Debian GNU/Linux : Guide to Installation and Usage - John Goerzen; Ossama Othman

In addition to being owned by one user and one group, every file and directory also has a mode, which determines who’s allowed to read, write, and execute the file (and run it, if it’s a program). There are a few other things also determined by the mode, but they’re advanced topics so we’ll skip them for now.

The mode looks like this in the ls output: -rw-r-r-. For now, we’ll consider nine of these parts: those that control read, write, and execute permissions for the user owning the file, the group owning the file, and others (everyone on the system, sometimes called world).
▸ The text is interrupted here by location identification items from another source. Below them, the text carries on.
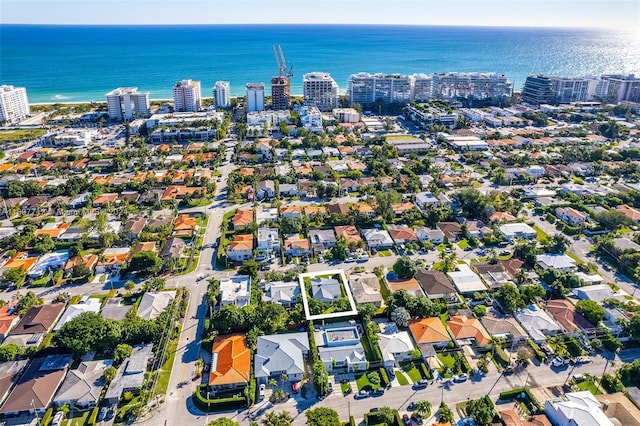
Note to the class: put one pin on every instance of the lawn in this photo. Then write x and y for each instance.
(402, 379)
(363, 383)
(541, 235)
(345, 387)
(412, 370)
(164, 374)
(591, 386)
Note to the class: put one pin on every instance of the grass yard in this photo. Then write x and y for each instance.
(591, 386)
(363, 383)
(402, 379)
(541, 235)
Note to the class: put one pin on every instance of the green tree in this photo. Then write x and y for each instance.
(81, 334)
(249, 267)
(323, 416)
(444, 413)
(591, 310)
(509, 298)
(121, 352)
(405, 268)
(423, 408)
(14, 276)
(109, 374)
(145, 263)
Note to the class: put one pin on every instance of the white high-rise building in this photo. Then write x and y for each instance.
(222, 94)
(320, 90)
(255, 97)
(14, 105)
(187, 96)
(125, 103)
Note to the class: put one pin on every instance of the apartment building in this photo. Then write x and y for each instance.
(187, 96)
(320, 90)
(125, 103)
(222, 94)
(255, 97)
(14, 105)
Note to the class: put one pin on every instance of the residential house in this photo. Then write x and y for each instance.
(561, 262)
(266, 189)
(131, 374)
(436, 285)
(73, 311)
(8, 320)
(365, 288)
(230, 363)
(322, 239)
(35, 324)
(339, 348)
(268, 243)
(402, 234)
(434, 236)
(281, 292)
(241, 248)
(172, 248)
(571, 216)
(350, 233)
(281, 354)
(396, 346)
(565, 314)
(537, 323)
(242, 219)
(468, 331)
(296, 246)
(37, 386)
(377, 239)
(325, 289)
(153, 304)
(576, 408)
(451, 230)
(82, 386)
(134, 227)
(235, 290)
(429, 331)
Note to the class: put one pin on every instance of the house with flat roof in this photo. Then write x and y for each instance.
(537, 323)
(230, 363)
(130, 376)
(282, 353)
(37, 386)
(576, 408)
(82, 386)
(235, 290)
(466, 281)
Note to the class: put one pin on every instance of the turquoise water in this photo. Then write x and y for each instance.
(82, 63)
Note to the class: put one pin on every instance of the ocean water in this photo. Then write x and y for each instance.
(83, 63)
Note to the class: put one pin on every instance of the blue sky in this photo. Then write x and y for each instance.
(530, 13)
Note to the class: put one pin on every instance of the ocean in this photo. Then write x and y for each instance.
(83, 63)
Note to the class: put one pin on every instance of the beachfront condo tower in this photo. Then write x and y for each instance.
(14, 105)
(320, 90)
(222, 94)
(125, 103)
(187, 96)
(255, 97)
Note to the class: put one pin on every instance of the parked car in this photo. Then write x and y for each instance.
(362, 394)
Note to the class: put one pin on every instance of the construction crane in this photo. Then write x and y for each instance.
(282, 63)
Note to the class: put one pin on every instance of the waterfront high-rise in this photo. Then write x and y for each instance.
(255, 97)
(187, 96)
(222, 94)
(14, 105)
(125, 103)
(320, 90)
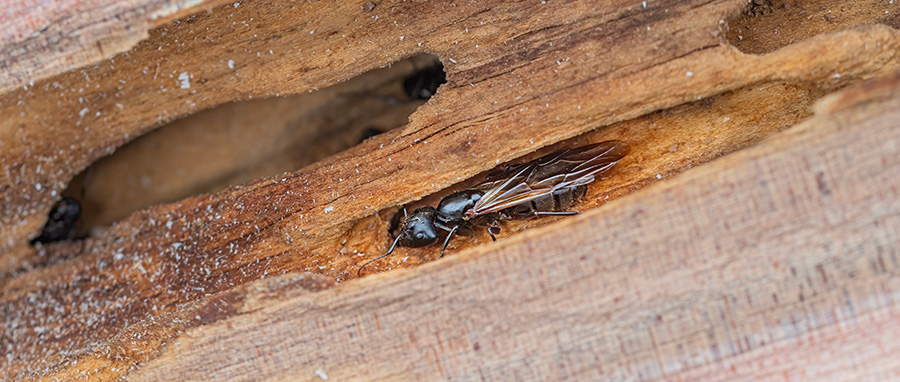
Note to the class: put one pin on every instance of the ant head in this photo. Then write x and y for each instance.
(418, 230)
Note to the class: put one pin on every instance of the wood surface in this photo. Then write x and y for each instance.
(779, 262)
(164, 289)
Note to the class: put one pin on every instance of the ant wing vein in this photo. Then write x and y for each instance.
(556, 171)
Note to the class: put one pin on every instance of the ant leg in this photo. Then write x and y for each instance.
(359, 271)
(492, 232)
(556, 213)
(447, 240)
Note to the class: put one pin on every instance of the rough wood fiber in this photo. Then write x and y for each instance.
(42, 38)
(778, 262)
(528, 75)
(529, 65)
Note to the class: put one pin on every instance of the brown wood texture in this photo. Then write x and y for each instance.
(522, 76)
(779, 262)
(43, 38)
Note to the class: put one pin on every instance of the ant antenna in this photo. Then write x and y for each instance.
(359, 272)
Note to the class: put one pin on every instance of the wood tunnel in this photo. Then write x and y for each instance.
(229, 190)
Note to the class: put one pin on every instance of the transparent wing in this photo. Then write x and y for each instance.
(559, 170)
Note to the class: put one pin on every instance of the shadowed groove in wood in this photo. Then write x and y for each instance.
(136, 252)
(724, 265)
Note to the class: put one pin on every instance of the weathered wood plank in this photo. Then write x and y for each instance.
(524, 77)
(777, 262)
(574, 77)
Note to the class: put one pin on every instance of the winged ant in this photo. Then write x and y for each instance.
(547, 186)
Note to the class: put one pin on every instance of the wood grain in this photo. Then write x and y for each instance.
(778, 262)
(42, 38)
(523, 77)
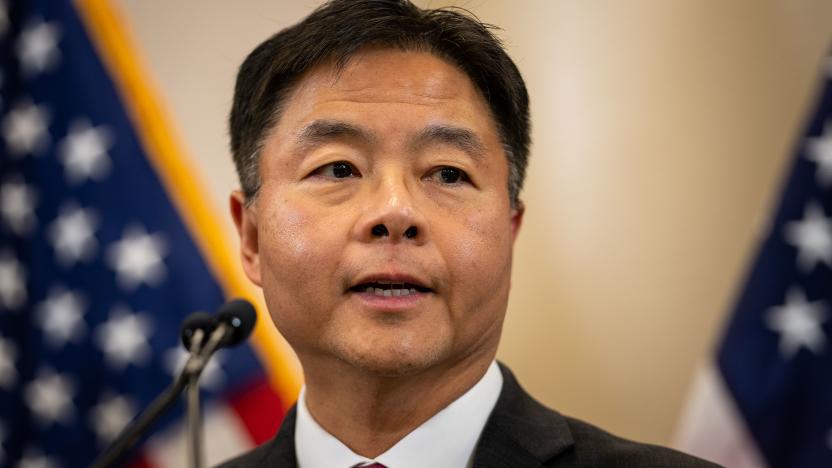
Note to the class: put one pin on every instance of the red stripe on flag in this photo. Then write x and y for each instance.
(259, 408)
In the mode line, the first “element” gives the file type. The - in this case means it’s a regular file. If it was d, we’d be looking at a directory. There are also other possibilities too complex to go into here; for details, see section 13.2.2 on page [*].

The remaining nine elements are used to display the file’s mode. The basic 9 bits (read, write, and execute for user, group, and other) are displayed as three blocks of rwx.

So if all permissions are turned on and this is a regular file, the mode will look like this: -rwxrwxrwx. If it was a directory with all permissions turned off for others and full permissions for user and group, it would be drwxrwx--.

Table 7.1: Permissions in Linux
+------------------------------------------------------------------------------+
| Code | Name | Allows for Files | Allows for Directories |
|------+---------+--------------------------+----------------------------------|
| r | read | Examine contents of file | List contents of directory |
|------+---------+--------------------------+----------------------------------|
| w | write | Modify file | Add or remove files in directory |
|------+---------+--------------------------+----------------------------------|
| x | execute | Run as a command | Access files in directory |
+------------------------------------------------------------------------------+

Table 7.1 describes the meaning of the read, write, and execute permissions for both files and directories.

Directory modes can be a little confusing, so here are some examples of the effects of various combinations:

The user, group, or other with these permissions may list the contents of the directory, but can do nothing else. The files in the directory can’t be read, changed, deleted, or manipulated in any way. The only permitted action is reading the directory itself, that is, seeing what files it contains.